Rozhdestvenskiy walked the field now, an aide running to his side, the aide falling in step, shouting to him over the roar of the engines. "Comrade Colonel— a communiqué from the southeast."
"Read it to me," Rozhdestvenskiy nodded. Probably another complaint that some item of supply could not be found, he thought.
"Central southeastern supply depot, reference Womb, penetrated by heavily armed, numerically superior Resistance force. Heavy casualties and theft of strategic material and supplies—
preliminary casualty report and loss report to follow— signed—"
"Never mind— I know the fool's name!" He took the note, crumpled it, started to throw it down to the runway surface— he stopped himself. His temper— he was losing it, and thus showing a weakness before a sub
ordinate. "He is a fool," he sighed, by way of explanation, "in that he allows himself such a situation to come to pass— to—"
"Yes, Comrade Colonel!"
He studied the subordinate's face. There was little apparent differences in their ages— yet this man was a captain and he was a colonel. The face, however, showed the difference. Moonshaped, fleshy, ingratiating— weak.
He was not weak.
"You will radio immediately to the commander of the supply depot in Nashville— he is to place himself under arrest and surrender command to his senior ranking subordinate. You will radio Chicago that I am to be met at the airport and there must be a helicopter to fly me to headquarters on the Lake. You will also radio to General Varakov, supreme commander, that it is a matter of the utmost urgency that I should have an interview with him immediately. Make all necessary travel arrangements, contact my valet here and have my things packed for a short stay. Move out."
"Yes, Comrade Colonel."
The man ran off, across the field— like a dog more than a man, Rozhdestvenskiy decided. There was the difference.

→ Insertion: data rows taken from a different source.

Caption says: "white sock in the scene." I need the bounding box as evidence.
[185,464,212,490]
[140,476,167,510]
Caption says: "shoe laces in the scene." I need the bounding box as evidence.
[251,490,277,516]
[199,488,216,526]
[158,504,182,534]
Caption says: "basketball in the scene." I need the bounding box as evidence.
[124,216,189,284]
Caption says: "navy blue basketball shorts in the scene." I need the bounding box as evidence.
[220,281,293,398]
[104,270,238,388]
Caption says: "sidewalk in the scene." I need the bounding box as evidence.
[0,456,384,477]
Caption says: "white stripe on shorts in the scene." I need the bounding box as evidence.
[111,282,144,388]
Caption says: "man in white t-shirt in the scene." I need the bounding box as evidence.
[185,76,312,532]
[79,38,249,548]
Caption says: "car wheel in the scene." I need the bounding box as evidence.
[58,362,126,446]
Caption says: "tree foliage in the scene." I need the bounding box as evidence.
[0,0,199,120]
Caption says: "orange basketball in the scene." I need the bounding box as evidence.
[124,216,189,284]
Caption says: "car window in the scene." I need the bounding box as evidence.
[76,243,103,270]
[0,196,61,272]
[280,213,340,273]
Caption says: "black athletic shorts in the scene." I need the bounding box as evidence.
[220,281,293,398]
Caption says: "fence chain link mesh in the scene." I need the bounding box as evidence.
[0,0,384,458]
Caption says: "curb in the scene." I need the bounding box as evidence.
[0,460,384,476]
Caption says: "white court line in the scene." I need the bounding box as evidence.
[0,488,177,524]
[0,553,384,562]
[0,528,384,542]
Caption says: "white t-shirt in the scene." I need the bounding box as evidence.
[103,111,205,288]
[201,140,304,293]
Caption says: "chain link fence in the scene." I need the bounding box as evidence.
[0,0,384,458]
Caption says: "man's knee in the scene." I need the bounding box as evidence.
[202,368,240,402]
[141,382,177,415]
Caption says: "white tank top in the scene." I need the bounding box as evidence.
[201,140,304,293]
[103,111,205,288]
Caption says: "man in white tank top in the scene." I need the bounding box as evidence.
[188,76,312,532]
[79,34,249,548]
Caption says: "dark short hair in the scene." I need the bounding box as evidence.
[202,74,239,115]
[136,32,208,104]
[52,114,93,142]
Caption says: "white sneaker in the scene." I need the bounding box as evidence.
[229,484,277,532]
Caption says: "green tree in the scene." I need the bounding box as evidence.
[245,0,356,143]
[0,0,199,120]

He would go to Chicago, request that General Varakov commit his military forces to crush the Resistance so the stocking of the Womb could continue. He would request Varakov's help in resolving the matter of the American Eden Project— He felt himself smile. If Varakov did not cooperate— Colonel Nehemiah Rozhdestvenskiy watched the planes as they landed, as they took off again— for at least a few moments.
The efficient, orderly use of power. It would calm him.
Chapter Thirty-One
Rourke calculated his fuel use to be adequate to make the return trip to the submarine— beyond that perhaps enough to make it back to where he had camouflaged the prototype FB-111 HX for the return trip to Georgia— if his luck held. He flew the 0H58C Kiowas now at maximum speed, not the speed for fuel conservation, but the speed required by the situation. He had been gone from the missile control bunker and the underground silos vastly longer than he had anticipated. He glanced to his right— the dull green of the second helicopter was there, Natalia almost visible at its controls.